BY AMIAH TAYLOR
Like many business leaders these days, Bank of America CEO Brian Moynihan is feeling the impact of the Great Resignation at his company. That would be the record numbers of U.S. workers quitting their jobs—3% left their roles in September alone—creating headaches for businesses trying to keep positions filled.
“A lot of people left the labor market and they’re not going to come back, even with a strong bid for their services,” Moynihan said on Thursday during a virtual event hosted by Fortune and the World Economic Forum. “And that’s just the reality we’re going to be facing. We’re going to be chasing that dynamic of not enough people working.”
The Great Resignation started in April of last year amid the COVID pandemic, as workers started going off in search of higher pay and better benefits, or left the workforce altogether.
Moynihan said the difficulty in finding workers won’t be fixed anytime soon. He cited the decline in U.S. birth rates as a key factor in the current labor shortage.
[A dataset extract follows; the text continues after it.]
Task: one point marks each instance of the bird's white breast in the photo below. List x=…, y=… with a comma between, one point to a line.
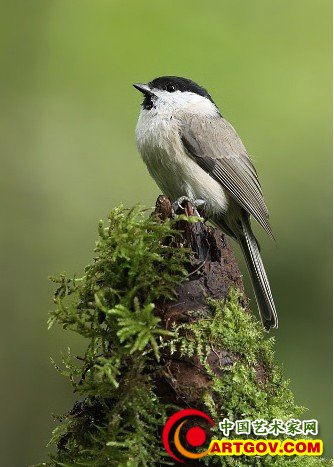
x=176, y=173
“The population growth rate has fallen in half during the last decade and we just don’t have enough people now,” Moynihan said.
In an effort to make Bank of America more competitive as an employer, Moynihan said he raised wages. Total compensation expenses for the bank grew 10% last year to $36.1 billion. Starting wages at the bank now average $44,000 annually with full benefits, Moynihan pointed out. The bank’s attrition rate actually fell 50% earlier during the pandemic, he said, but it’s since rebounded to pre-COVID levels.